Michel Kafando, alors président de transition au Burkina, à Ouagadougou, au Burkina, le 23 septembre 2015.

L'envoyé spécial de l'ONU pour le Burundi, Michel Kafando, a lancé un appel aux autorités de ce pays pour relancer le dialogue interburundais, seul moyen selon lui de mettre un terme à la crise que traverse le pays depuis 2015.

Maintenant que le référendum pour une réforme de la Constitution est passé, "nous attendons un signal fort des autorités burundaises en faveur d'une relance du dialogue interburundais", a déclaré Michel Kafando au Conseil de sécurité.

Les Burundais ont largement approuvé par référendum en début de semaine une réforme de la Constitution qui pourrait permettre au président Pierre Nkurunziza de rester en poste jusqu'en 2034.

Ce résultat avait été par avance dénoncé par l'opposition, qui estime que le référendum s'est tenu dans un climat de peur et a été marqué par des fraudes. Les Etats-Unis ont aussi dénoncé un "climat de peur et d'intimidation".

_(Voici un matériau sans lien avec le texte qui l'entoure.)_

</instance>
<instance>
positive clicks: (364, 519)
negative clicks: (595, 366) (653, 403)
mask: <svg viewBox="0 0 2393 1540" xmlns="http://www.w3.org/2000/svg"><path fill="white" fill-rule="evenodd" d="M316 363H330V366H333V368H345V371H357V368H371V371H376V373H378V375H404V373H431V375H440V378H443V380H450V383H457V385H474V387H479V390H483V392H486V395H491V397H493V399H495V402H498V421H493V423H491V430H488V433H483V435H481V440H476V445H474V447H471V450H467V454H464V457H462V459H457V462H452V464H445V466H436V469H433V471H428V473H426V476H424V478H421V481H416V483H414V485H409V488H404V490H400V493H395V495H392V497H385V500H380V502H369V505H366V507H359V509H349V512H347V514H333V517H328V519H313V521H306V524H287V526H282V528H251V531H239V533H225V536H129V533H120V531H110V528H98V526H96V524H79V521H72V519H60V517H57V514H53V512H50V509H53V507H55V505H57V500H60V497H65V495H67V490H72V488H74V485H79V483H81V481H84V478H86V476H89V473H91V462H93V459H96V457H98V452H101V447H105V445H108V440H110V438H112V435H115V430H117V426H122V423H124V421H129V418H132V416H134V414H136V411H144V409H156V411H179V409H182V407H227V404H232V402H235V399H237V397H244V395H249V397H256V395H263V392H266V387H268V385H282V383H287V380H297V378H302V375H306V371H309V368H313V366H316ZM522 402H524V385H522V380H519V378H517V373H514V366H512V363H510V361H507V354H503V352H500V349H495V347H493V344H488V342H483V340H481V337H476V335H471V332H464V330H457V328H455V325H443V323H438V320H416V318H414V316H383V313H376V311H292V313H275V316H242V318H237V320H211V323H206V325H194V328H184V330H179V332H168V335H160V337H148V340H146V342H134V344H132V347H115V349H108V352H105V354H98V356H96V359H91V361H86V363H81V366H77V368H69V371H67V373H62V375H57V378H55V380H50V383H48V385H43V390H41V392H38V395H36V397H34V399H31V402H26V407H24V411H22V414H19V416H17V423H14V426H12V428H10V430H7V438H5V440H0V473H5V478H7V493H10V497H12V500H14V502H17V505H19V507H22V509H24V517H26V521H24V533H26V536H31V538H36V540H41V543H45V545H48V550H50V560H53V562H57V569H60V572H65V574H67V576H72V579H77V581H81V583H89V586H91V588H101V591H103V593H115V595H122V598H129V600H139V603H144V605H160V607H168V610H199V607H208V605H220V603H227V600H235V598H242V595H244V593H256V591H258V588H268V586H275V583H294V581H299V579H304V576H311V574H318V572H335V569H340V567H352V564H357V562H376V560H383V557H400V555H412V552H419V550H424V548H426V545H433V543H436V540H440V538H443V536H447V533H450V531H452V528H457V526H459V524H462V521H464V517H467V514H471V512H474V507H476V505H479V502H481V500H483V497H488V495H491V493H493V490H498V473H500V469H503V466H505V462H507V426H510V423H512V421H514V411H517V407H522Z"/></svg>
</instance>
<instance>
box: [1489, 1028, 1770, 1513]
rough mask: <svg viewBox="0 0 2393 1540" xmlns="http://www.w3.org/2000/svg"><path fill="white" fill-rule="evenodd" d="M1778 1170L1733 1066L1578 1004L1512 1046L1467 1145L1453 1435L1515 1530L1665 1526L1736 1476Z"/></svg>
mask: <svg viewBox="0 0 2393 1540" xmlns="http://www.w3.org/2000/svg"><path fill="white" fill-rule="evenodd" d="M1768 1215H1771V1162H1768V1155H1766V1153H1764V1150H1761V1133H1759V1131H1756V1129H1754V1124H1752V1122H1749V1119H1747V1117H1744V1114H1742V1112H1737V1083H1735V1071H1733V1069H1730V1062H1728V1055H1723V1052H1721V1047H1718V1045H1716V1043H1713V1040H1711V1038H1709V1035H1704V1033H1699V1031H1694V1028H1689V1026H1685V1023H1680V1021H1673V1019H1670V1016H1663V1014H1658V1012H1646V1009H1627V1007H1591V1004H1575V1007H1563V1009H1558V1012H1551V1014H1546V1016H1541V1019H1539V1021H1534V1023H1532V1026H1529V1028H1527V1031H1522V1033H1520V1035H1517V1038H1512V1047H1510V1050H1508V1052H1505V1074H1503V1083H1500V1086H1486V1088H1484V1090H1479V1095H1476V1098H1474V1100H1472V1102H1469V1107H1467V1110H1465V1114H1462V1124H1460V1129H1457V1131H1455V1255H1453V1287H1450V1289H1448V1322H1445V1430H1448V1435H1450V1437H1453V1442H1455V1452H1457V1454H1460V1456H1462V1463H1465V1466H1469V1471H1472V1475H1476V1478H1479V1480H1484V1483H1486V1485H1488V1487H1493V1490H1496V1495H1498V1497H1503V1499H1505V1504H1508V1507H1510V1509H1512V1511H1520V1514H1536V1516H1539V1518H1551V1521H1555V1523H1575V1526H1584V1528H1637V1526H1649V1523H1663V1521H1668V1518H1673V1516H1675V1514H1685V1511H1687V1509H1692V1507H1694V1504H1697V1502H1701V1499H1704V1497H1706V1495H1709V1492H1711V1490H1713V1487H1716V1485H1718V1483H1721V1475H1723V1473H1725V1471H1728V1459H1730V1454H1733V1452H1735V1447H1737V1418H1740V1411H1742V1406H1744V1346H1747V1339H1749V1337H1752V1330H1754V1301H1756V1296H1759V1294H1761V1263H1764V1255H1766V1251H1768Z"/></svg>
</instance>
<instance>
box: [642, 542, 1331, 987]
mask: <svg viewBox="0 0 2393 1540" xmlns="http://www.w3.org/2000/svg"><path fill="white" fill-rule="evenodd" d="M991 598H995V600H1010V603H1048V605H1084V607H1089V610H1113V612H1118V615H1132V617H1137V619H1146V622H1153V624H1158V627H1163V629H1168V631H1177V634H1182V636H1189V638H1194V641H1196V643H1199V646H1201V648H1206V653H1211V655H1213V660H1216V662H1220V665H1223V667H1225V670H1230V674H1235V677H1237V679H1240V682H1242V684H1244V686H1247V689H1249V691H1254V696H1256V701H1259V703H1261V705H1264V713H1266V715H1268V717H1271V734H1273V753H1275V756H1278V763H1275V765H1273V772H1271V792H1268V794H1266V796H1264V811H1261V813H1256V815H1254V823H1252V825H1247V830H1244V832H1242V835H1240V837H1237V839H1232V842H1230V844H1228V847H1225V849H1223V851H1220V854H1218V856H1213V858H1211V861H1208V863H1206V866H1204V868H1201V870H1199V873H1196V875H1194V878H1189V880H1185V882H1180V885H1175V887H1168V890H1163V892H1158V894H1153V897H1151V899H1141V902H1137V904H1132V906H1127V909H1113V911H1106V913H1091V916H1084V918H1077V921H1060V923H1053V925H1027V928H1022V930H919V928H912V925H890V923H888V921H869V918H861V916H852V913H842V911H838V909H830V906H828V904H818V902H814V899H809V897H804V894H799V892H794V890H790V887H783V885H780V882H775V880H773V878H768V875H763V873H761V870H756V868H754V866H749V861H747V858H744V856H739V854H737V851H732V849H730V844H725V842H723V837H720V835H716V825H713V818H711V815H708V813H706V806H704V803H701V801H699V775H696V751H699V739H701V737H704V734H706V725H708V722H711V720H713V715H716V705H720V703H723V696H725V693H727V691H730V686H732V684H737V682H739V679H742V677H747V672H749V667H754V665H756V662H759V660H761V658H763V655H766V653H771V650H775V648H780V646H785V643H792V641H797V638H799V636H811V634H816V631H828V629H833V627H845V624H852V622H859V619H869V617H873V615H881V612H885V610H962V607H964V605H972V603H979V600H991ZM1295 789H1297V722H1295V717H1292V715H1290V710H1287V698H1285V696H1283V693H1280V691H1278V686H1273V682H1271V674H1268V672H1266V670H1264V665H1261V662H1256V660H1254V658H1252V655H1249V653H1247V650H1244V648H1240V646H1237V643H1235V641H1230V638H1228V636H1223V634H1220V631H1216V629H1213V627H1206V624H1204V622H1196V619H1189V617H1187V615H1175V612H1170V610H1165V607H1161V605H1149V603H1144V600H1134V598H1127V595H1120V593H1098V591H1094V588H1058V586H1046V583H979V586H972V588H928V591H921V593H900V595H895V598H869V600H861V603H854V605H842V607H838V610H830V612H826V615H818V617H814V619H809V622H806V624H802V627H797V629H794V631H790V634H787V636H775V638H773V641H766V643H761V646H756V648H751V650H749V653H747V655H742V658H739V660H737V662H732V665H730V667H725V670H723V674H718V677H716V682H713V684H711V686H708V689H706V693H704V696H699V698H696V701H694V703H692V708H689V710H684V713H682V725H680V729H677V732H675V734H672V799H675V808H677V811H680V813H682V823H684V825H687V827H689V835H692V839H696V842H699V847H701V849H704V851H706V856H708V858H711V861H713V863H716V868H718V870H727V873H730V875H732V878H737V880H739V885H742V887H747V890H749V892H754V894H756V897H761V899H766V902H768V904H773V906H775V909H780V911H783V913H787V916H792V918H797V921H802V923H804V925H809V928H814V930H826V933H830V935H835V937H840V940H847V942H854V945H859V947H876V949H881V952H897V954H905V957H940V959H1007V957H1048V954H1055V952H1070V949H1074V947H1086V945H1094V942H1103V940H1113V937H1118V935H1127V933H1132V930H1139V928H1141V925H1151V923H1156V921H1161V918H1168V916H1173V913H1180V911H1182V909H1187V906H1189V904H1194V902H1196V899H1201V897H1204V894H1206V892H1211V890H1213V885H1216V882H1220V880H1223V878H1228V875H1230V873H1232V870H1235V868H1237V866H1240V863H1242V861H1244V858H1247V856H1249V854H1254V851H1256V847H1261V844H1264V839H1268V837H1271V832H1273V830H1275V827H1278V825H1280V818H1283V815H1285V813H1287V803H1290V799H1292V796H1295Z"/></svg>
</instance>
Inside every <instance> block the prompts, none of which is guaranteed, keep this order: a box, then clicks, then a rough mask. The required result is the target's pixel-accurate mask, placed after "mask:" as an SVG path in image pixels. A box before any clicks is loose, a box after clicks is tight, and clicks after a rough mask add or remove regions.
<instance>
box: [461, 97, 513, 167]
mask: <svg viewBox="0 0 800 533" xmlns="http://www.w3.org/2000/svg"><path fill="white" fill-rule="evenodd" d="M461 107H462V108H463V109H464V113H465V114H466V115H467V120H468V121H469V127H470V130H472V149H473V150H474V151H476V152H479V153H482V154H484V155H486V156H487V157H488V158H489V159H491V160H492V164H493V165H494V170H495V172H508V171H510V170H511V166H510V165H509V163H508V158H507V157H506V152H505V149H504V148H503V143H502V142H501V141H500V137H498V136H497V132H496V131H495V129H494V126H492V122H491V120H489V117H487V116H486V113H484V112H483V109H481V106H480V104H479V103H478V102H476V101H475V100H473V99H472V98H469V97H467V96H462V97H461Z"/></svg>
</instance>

"Ce n'est qu'à travers un dialogue inclusif" que le Burundi "sortira de la crise actuelle", a insisté Michel Kafando, en jugeant la situation sécuritaire globalement "calme".

>> Lire aussi : Session de dialogue interburundais fin novembre à Arusha

Le Suisse Jürg Lauber, président d'un comité des Nations unies chargé de la paix au Burundi, a indiqué au Conseil que les autorités burundaises lui avaient dit, lors d'un récent voyage dans la pays, préparer "un plan de développement" économique qui pourrait être rendu public cet été.

Ce plan pourrait être l'occasion de relancer le dialogue entre le Burundi et des institutions comme l'Union européenne ou le Fonds monétaire internationale, a-t-il estimé.

Pour ses critiques, le référendum qui vient d'être organisé au Burundi enterre les derniers espoirs d'un retour au dialogue et casse l'équilibre politico-ethnique garanti par l'accord de paix d'Arusha, signé en 2000.

Cet accord avait ouvert la voie à la fin de la guerre civile (plus de 300.000 morts entre 1993 et 2006), en instaurant un système de partage du pouvoir entre les deux principales ethnies, Hutu et Tutsi.

>> Lire aussi : La rencontre de dernière chance pour sortir de la crise au Burundi

Depuis sa candidature à un troisième mandat en avril 2015, contestée par l'opposition, la société civile et une partie de son camp, M. Nkurunziza a mené une répression brutale, qui a fait au moins 1.200 morts et plus de 400.000 réfugiés.